Ah jeez. I washed my husband’s pants with the wallet still in the pocket.

‘What IS that pounding sound?’ I remember asking the air halfway through the drier cycle but even then I didn’t get it. I thought there was a sneaker in there or something, but when I looked nope: no sneaker. I slammed the drier door shut and pressed the On button again. 

It wasn’t until hours later when I finally pulled the clothes out to fold and smooth them that I felt something heavy in those pants of his. What has he got, a tennis ball in here?

No such luck. It was his wallet.
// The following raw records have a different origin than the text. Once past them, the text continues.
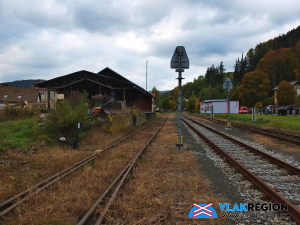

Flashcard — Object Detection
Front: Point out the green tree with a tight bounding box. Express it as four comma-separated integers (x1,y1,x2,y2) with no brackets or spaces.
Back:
238,69,270,107
276,80,297,105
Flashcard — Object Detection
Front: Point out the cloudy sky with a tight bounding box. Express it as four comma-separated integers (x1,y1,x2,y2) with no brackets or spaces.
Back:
0,0,300,90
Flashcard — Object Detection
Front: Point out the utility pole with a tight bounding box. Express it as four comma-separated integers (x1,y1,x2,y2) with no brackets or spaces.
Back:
171,46,190,149
146,61,148,91
223,77,233,130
That which was once a smart and tidy fold of leather now resembles a very small damp badger rolled up in his protective ball.

Meaning it looks sort of …rounded.

And afraid somehow.

Never mind that even today, a full 48 hours after I threw it in that load of wash and soaked the whole thing with the usual slimey shot-glass of Tide, the thing is STILL damp. Oy!

Extracting the items from inside the wallet was a job too. It was like trying to deconstruct a sheet of baklava.

All his business cards. All his careful notes. All reduced to pulp.

I just feel awful.

There’s only one silver lining: His credit cards appear to be as healthy as ever – unless there’s some horrifying truth about the magnetic strip and two hours of Pounding, Rinsing and Roasting on High that I don’t yet know about, please God no. Because after all, even a highly forbearing man has his limits.

And this is that forbearing man. And these are the pants.